Quanto alla cocaina, essa è ancora più diffusa nell’Europa occidentale e meridionale ma prende sempre più piede nell’Europa orientale, secondo questa tipologia di studi che, come ha spiegato il direttore dell’Emcdda Alexis Goosdeel, «negli ultimi dieci anni è passata da una tecnica sperimentale a strumento consolidato per il monitoraggio del consumo di droghe illegali in Europa». L’unica sostanza i cui residui sono diminuiti un po’ ovunque è l’Mdma, utilizzato soprattutto dai giovanissimi nei rave e nei luoghi del loisir.

Se questo è il contesto in cui viviamo in Europa, la war on drugs che ancora si combatte novecentescamente in Italia mostra tutte le sue crepe. Walter De Benedetto, che da 36 anni è affetto da artrite reumatoide e che l’anno scorso ha dovuto affrontare un processo per aver coltivato in casa alcune piantine per curarsi, torna, come aveva già fatto nel 2019 e nel 2020, a rivolgersi alle istituzioni per chiedere una «legge più giusta, per chi ne ha bisogno per alleviare il dolore, per chi è costretto a rivolgersi alle piazze di spaccio». «Ci sentiamo scoraggiati perché sembra che il nostro Stato preferisca lasciare 6 milioni di consumatori nelle mani della criminalità organizzata anziché permettergli di coltivarsi in casa le proprie piantine», aggiunge nel messaggio consegnato tramite il Comitato Cannabis Legale formato da Meglio Legale, Associazione Coscioni e Forum Droghe. De Benedetto ricorda che, a novembre a Genova, la Conferenza governativa sulle droghe si è conclusa facendo proprie «molte delle proposte che da anni la società civile avanza».

Dunque, «calendarizzare e approvare questo ddl sarebbe in linea con le raccomandazioni del governo». In effetti il testo sul quale ieri si è conclusa la discussione generale in commissione e che attende ora di essere emendato, legalizza la coltivazione domestica di 4 piantine di marijuana al massimo, inserisce la fattispecie di reato di lieve entità per i casi meno gravi di violazione dell’art. 73 della 3039/90, elimina la sanzione amministrativa (ritiro della patente) per i consumatori e sostituisce il carcere con lavori socialmente utili quando a produrre o spacciare sostanze è una persona tossicodipendente.

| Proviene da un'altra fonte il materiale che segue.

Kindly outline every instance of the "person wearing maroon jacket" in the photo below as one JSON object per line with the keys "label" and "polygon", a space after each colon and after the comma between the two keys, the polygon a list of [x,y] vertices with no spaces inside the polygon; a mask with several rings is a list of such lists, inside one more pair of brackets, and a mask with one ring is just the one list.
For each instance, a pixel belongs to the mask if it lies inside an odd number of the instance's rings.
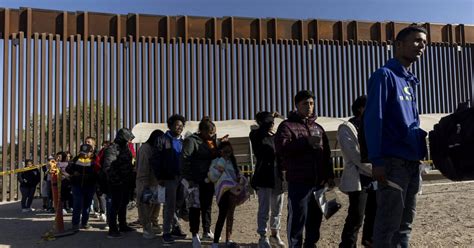
{"label": "person wearing maroon jacket", "polygon": [[276,154],[288,182],[288,246],[316,247],[322,212],[314,192],[326,183],[334,186],[331,150],[324,129],[316,123],[314,94],[298,92],[295,105],[296,111],[289,113],[275,135]]}

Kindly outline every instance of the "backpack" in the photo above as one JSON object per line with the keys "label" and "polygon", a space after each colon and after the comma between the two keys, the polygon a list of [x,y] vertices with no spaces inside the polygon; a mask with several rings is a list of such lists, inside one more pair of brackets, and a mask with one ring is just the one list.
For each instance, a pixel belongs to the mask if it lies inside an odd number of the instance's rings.
{"label": "backpack", "polygon": [[429,133],[435,167],[453,181],[474,179],[474,108],[464,107],[441,118]]}

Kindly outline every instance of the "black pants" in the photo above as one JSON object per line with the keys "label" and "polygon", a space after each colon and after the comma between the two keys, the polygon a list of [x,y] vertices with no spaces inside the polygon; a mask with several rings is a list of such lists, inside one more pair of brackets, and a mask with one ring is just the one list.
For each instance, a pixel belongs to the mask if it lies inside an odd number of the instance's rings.
{"label": "black pants", "polygon": [[301,183],[288,183],[288,248],[316,246],[323,213],[313,192],[319,189]]}
{"label": "black pants", "polygon": [[349,192],[349,209],[339,247],[357,247],[357,235],[362,222],[364,222],[362,240],[372,242],[376,209],[377,203],[374,190]]}
{"label": "black pants", "polygon": [[35,196],[36,186],[20,186],[21,191],[21,208],[30,208]]}
{"label": "black pants", "polygon": [[112,201],[110,213],[108,214],[109,230],[118,231],[117,218],[120,227],[127,225],[127,204],[130,200],[130,189],[128,187],[111,187],[109,194]]}
{"label": "black pants", "polygon": [[221,238],[222,228],[226,222],[226,241],[232,235],[232,226],[234,224],[235,204],[232,201],[232,193],[225,192],[219,201],[219,216],[217,217],[216,229],[214,231],[214,243],[219,243]]}
{"label": "black pants", "polygon": [[201,208],[189,208],[189,231],[192,234],[199,232],[199,218],[202,217],[202,229],[205,233],[211,230],[211,207],[214,196],[214,184],[199,184],[199,201]]}

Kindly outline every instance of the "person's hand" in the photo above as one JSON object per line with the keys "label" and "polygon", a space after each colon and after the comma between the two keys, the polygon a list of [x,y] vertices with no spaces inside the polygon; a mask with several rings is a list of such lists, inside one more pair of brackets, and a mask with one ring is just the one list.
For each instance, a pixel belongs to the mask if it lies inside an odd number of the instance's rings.
{"label": "person's hand", "polygon": [[220,142],[229,142],[229,135],[226,134],[226,135],[224,135],[224,137],[220,138],[219,140],[220,140]]}
{"label": "person's hand", "polygon": [[327,182],[328,182],[329,189],[333,189],[334,187],[336,187],[336,182],[334,181],[334,178],[329,178]]}
{"label": "person's hand", "polygon": [[387,185],[387,178],[385,177],[385,167],[372,167],[372,176],[379,184]]}
{"label": "person's hand", "polygon": [[319,137],[319,136],[308,136],[308,137],[306,137],[306,139],[308,140],[308,144],[313,149],[321,148],[321,137]]}

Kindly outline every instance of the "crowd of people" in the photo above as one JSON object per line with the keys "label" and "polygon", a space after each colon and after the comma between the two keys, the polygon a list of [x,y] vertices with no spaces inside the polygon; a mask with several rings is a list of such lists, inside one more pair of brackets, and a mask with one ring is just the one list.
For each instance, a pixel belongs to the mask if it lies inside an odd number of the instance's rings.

«Sono dalla tua parte, mi batto con te», risponde a De Benedetto il deputato M5S Mario Perantoni, presidente della commissione Giustizia che ha messo a punto il testo base e lo giudica un buon inizio perché, dice, «vuole guardare proprio a coloro che, come te, potrebbero avere una migliore qualità della vita se fossero superate preclusioni ideologiche incomprensibili».